A chunk's score is the maximum score of any message it contains, so a tool exchange inherits its highest-scored member.

Use when:

  • You have application-specific signals (user starred a turn, this turn caused a tool call, this turn is from an admin) that should override pure recency.

A default_scorer is supplied if you omit scorer: system > tool exchanges > user > assistant.

SemanticDedup

Drop near-duplicate messages by embedding cosine similarity, then defer to a fallback strategy for the remaining budget enforcement.

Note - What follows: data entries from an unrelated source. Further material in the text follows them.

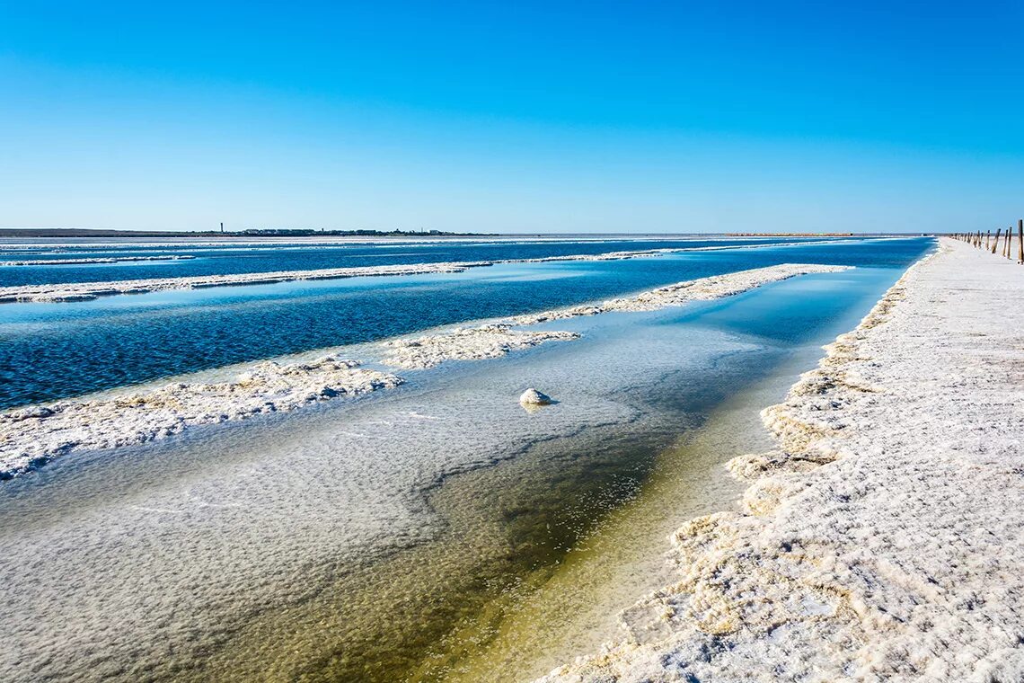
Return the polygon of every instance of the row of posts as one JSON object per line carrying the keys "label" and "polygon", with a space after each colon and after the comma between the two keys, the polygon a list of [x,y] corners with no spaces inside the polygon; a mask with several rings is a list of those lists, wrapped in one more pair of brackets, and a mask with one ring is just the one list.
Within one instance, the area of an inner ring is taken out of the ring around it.
{"label": "row of posts", "polygon": [[[966,242],[972,247],[977,249],[984,249],[985,251],[990,251],[993,254],[996,249],[999,249],[999,236],[1002,234],[1002,228],[995,230],[995,237],[992,237],[992,231],[988,230],[985,234],[981,233],[981,230],[975,232],[953,232],[949,237],[953,240],[959,240],[961,242]],[[1014,241],[1014,227],[1011,225],[1007,228],[1006,234],[1002,239],[1002,249],[999,253],[1006,258],[1013,259],[1013,241]],[[1024,264],[1024,219],[1017,221],[1017,262]]]}

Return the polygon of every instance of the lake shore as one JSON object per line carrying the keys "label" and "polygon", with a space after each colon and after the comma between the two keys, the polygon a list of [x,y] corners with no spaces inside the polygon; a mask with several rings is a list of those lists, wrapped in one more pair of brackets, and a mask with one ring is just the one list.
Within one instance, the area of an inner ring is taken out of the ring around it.
{"label": "lake shore", "polygon": [[763,413],[740,512],[544,681],[1020,680],[1024,268],[943,240]]}

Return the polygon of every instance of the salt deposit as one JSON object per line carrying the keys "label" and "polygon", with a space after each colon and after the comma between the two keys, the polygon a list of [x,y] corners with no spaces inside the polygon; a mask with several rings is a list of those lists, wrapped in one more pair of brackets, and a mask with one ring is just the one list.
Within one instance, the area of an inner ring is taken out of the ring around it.
{"label": "salt deposit", "polygon": [[674,535],[678,583],[542,680],[1024,680],[1022,281],[943,241],[764,411],[778,450]]}
{"label": "salt deposit", "polygon": [[515,315],[476,328],[456,328],[452,331],[415,339],[396,339],[385,342],[387,351],[384,362],[396,368],[422,370],[433,368],[451,359],[495,358],[505,355],[511,350],[537,346],[547,341],[565,341],[579,337],[578,334],[571,332],[526,332],[513,329],[516,326],[536,325],[581,315],[597,315],[611,311],[644,311],[681,306],[690,301],[719,299],[740,294],[755,287],[788,280],[797,275],[812,272],[840,272],[849,268],[850,266],[845,265],[783,263],[766,268],[740,270],[677,283],[649,292],[642,292],[636,296],[611,299],[604,303]]}
{"label": "salt deposit", "polygon": [[230,382],[169,384],[111,398],[12,411],[0,415],[0,479],[72,452],[143,443],[194,425],[293,411],[401,382],[358,365],[333,356],[309,364],[264,361]]}
{"label": "salt deposit", "polygon": [[0,261],[2,265],[92,265],[95,263],[126,263],[131,261],[186,261],[196,258],[185,254],[166,256],[97,256],[95,258],[51,258],[27,261]]}
{"label": "salt deposit", "polygon": [[420,275],[437,272],[462,272],[467,268],[490,265],[487,261],[464,263],[421,263],[413,265],[377,265],[318,270],[278,270],[275,272],[241,272],[190,278],[154,278],[122,280],[105,283],[70,283],[55,285],[25,285],[0,287],[0,303],[15,301],[84,301],[113,294],[142,294],[163,290],[201,289],[232,285],[270,285],[298,280],[338,280],[375,275]]}
{"label": "salt deposit", "polygon": [[395,368],[423,370],[445,360],[498,358],[510,351],[547,341],[567,341],[579,337],[574,332],[513,330],[512,326],[505,324],[456,328],[441,334],[385,342],[389,350],[384,361]]}
{"label": "salt deposit", "polygon": [[[518,315],[474,328],[388,341],[384,343],[384,361],[392,367],[419,370],[445,360],[497,358],[548,341],[568,341],[580,336],[574,332],[516,330],[513,326],[615,310],[653,310],[738,294],[803,273],[844,269],[847,266],[783,264],[702,278],[602,304]],[[148,391],[61,401],[0,415],[0,478],[26,472],[72,452],[142,443],[179,433],[191,425],[291,411],[324,398],[362,393],[401,382],[394,375],[357,365],[334,356],[310,364],[267,361],[233,381],[177,383]]]}
{"label": "salt deposit", "polygon": [[523,391],[522,395],[519,396],[519,402],[528,405],[550,405],[551,396],[546,393],[541,393],[537,389],[530,387],[529,389]]}
{"label": "salt deposit", "polygon": [[[777,245],[744,245],[738,247],[721,247],[722,249],[744,249],[773,247]],[[228,274],[194,275],[186,278],[153,278],[146,280],[122,280],[103,283],[62,283],[51,285],[19,285],[0,287],[0,303],[17,301],[55,302],[55,301],[86,301],[101,296],[115,294],[142,294],[176,289],[201,289],[209,287],[228,287],[240,285],[270,285],[303,280],[341,280],[345,278],[371,278],[380,275],[422,275],[430,273],[463,272],[469,268],[495,265],[498,263],[547,263],[555,261],[609,261],[632,258],[660,256],[664,254],[702,251],[709,248],[673,248],[645,249],[638,251],[618,251],[605,254],[574,254],[566,256],[546,256],[543,258],[505,259],[492,261],[450,261],[442,263],[417,263],[377,266],[351,266],[342,268],[319,268],[316,270],[278,270],[273,272],[243,272]],[[719,249],[714,247],[710,249]],[[145,260],[121,258],[118,260]],[[153,260],[162,260],[152,257]],[[187,258],[187,257],[181,257]],[[100,263],[111,262],[105,259],[69,259],[68,263]],[[2,265],[39,265],[43,262],[8,261]],[[56,261],[46,261],[48,264]]]}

from convopack import SemanticDedup

class OpenAIEmbedder:
    def embed(self, text: str) -> list[float]:
        return openai_client.embeddings.create(
            input=text, model="text-embedding-3-small"
        ).data[0].embedding

packer = Packer(
    budget=4000,
    strategy=SemanticDedup(
        OpenAIEmbedder(),
        threshold=0.92,
        fallback=Recency(),
    ),
)

SemanticDedup never deduplicates chunks containing tool calls or pinned messages — those flow through untouched. Among ordinary message chunks, only the first occurrence of each near-duplicate group survives.

Use when:

  • An agent loop repeats itself ("Let me think... Let me check again...").
  • Users paraphrase the same question multiple times.
  • You're piping live transcript into the model and want to compact it.

Writing your own

Any object satisfying the Strategy protocol works:

class Strategy(Protocol):
    name: str

    def pack(
        self,
        messages: list[Message],
        *,
        budget: int,
        tokenizer: Tokenizer,
        pinned_indices: set[int],
    ) -> PackResult: ...

Just return a PackResult. Use convopack._pairs.group_pairs(messages) to get tool-pair-safe chunks so you don't have to reimplement pair tracking.